The reason why “if-then” rewards work for routine tasks is because there’s little intrinsic motivation to undermine and not much creativity to crush. It makes sense then why “if-then” rewards were the basis of most class behavior management systems in America for many years. “If-then” rewards are pretty effective motivators for the rote tasks, drills, and non-creative tasks that students did all day long.
But now we want our kids to be problem-solvers and critical thinkers. The research of people like Daniel Pink shows us that when kids are involved in higher-level thinking tasks, we have to inspire them to learn, not bribe them to learn.
If you’re using a traditional “if-then” reward system in your classroom and it’s working, that might be a sign that most of the assignments you’re giving are rule-based, routine tasks.
Ultimately, we need to think about the type of tasks we’re giving kids in addition to how to reward children for completing them. I’ve noticed that when I give an assignment that provides kids with a lot of choice and control over what they’re doing, most children will work diligently and with a great deal of focus.
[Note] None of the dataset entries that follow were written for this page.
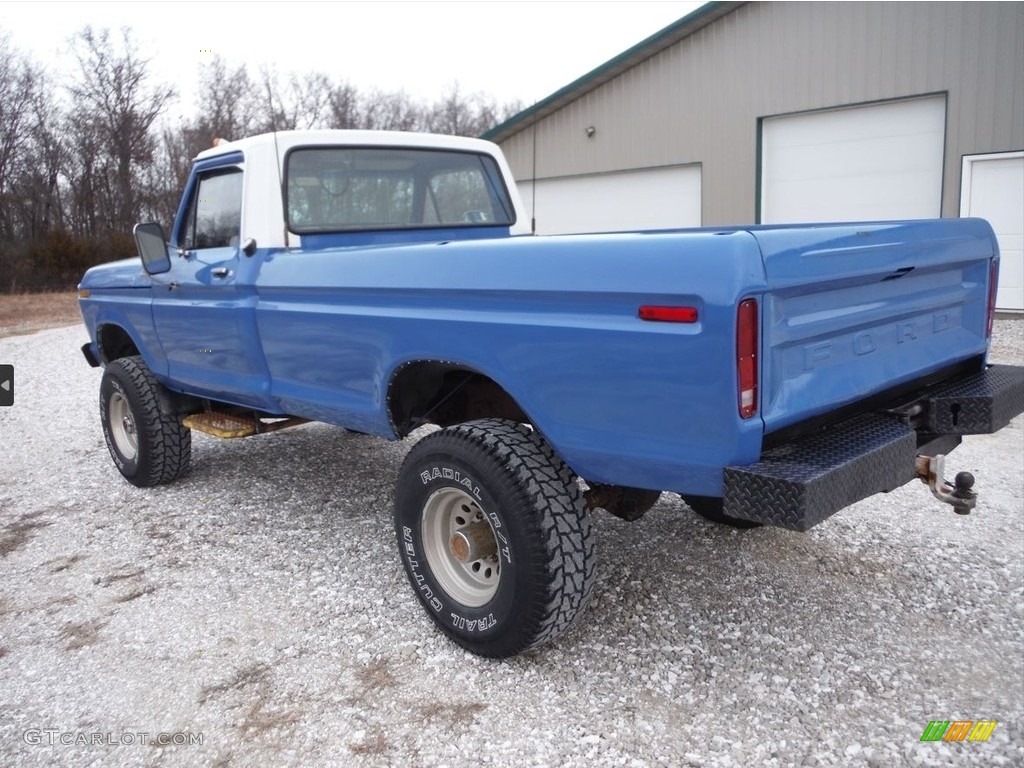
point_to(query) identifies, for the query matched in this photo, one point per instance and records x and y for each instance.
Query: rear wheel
(146, 441)
(494, 536)
(710, 508)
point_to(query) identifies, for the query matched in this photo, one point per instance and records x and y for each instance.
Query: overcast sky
(507, 49)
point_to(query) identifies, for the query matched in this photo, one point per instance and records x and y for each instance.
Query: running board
(229, 426)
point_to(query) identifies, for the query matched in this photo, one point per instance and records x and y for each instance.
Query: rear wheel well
(444, 393)
(115, 343)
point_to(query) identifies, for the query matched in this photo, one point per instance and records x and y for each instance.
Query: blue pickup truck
(383, 282)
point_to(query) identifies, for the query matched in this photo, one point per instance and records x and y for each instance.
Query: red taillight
(747, 356)
(669, 313)
(993, 282)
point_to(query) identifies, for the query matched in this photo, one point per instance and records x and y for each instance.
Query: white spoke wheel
(123, 426)
(145, 438)
(461, 547)
(495, 537)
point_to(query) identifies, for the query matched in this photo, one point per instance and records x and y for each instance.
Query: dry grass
(26, 313)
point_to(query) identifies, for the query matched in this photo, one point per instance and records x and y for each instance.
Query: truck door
(204, 307)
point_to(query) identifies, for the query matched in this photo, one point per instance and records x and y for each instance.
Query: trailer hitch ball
(960, 495)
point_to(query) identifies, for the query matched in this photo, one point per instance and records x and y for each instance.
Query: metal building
(779, 112)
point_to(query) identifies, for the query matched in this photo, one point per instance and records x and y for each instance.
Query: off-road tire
(710, 508)
(143, 434)
(508, 476)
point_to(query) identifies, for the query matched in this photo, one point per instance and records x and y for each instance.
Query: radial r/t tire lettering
(146, 441)
(495, 537)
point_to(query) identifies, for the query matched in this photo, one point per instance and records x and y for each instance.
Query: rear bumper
(798, 484)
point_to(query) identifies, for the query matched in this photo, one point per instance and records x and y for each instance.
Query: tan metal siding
(699, 100)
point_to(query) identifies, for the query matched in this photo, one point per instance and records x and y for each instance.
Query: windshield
(333, 189)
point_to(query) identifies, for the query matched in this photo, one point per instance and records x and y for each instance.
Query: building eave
(611, 69)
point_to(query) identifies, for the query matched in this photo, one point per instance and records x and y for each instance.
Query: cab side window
(215, 210)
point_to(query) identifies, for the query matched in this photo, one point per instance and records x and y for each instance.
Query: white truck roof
(287, 139)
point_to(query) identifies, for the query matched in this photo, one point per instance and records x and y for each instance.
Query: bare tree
(227, 101)
(19, 84)
(466, 116)
(115, 111)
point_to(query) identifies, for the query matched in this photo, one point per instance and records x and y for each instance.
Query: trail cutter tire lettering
(145, 439)
(495, 537)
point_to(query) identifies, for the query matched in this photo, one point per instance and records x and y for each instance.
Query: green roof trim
(644, 49)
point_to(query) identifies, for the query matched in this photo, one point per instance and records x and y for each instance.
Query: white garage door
(648, 199)
(881, 162)
(992, 187)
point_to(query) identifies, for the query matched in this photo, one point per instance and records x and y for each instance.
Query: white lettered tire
(495, 537)
(146, 441)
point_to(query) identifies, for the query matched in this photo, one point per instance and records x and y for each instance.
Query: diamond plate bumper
(798, 484)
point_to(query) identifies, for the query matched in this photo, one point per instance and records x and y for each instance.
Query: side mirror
(152, 248)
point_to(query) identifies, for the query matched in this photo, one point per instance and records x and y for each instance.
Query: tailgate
(854, 309)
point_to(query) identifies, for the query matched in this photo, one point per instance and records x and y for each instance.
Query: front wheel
(146, 441)
(495, 537)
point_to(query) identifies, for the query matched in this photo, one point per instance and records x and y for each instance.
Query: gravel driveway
(259, 606)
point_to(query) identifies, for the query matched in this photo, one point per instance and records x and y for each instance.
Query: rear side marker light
(747, 357)
(669, 313)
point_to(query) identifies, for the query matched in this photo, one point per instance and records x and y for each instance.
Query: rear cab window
(336, 189)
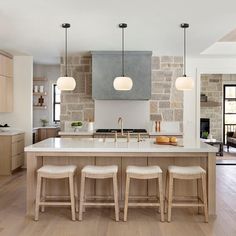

If you’ve experienced this in your classroom, then you know one of the most beautiful and rewarding moments of teaching is to look around the room and see every child eagerly reading, writing, and discussing concepts they’re excited to be learning about.
When creating more of those moments is our primary goal, we don’t have to worry so much about a creating a reward system.
We can show appreciation for our students’ efforts with “now-that” rewards, but rewards will never drive instruction or be the primary reason why students are doing the work. We can build a culture of appreciation when kids are working on meaningful tasks and we simply recognize all their accomplishments.
So the best approach? Inspire your students with work that matters, give them tasks that are inherently rewarding and satisfying to complete, and join them in recognizing and celebrating their accomplishments.